New Jersey Considers Little Cigar Tax
Bill seeks to tax little cigars like cigarettes
Published in Tobacco E-News
A bill under consideration in New Jersey is seeking to even the playing field of cigarettes and little cigars, by taxing them the same.
"The additional tax will make little cigars less appealing to current cigarette smokers seeking a cheaper alternative," reads the bill proposed by State Senator Paul Sarlo (D-Bergen, Essex, Passaic), according to The Press of Atlantic City.
New Jersey's $2.70 per cigarette pack state excise tax makes it the sixth highest in the country. In 2010, the Office of Legislative Services estimated that the bill would increase tax revenue from $6 million to nearly $9 million. The office also estimated that more than 5 million packs of little cigars were sold in fiscal 2010.
Although New Jersey collected nearly $742 million in cigarette taxes last year, it was a 4% drop, or $33.1 million less than 2008, according to state Treasury Department data.

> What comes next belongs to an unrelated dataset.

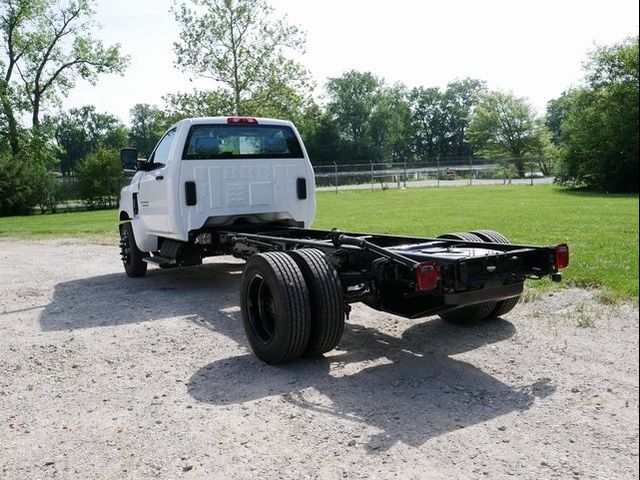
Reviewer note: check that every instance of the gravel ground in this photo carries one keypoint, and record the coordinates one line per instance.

Revenue from other tobacco products, however, went up 26% in that time frame -- generating $3.7 million more, despite lower tax rates. The state has a wholesale tax on those products that is 30% of the price the wholesaler pays the manufacturer.
One retailer, who has come to rely on the higher-margin sales of little cigars, told the paper, "People will still buy them, as long as they're reasonable enough. … As long as there are savings involved, I think a market will still be there."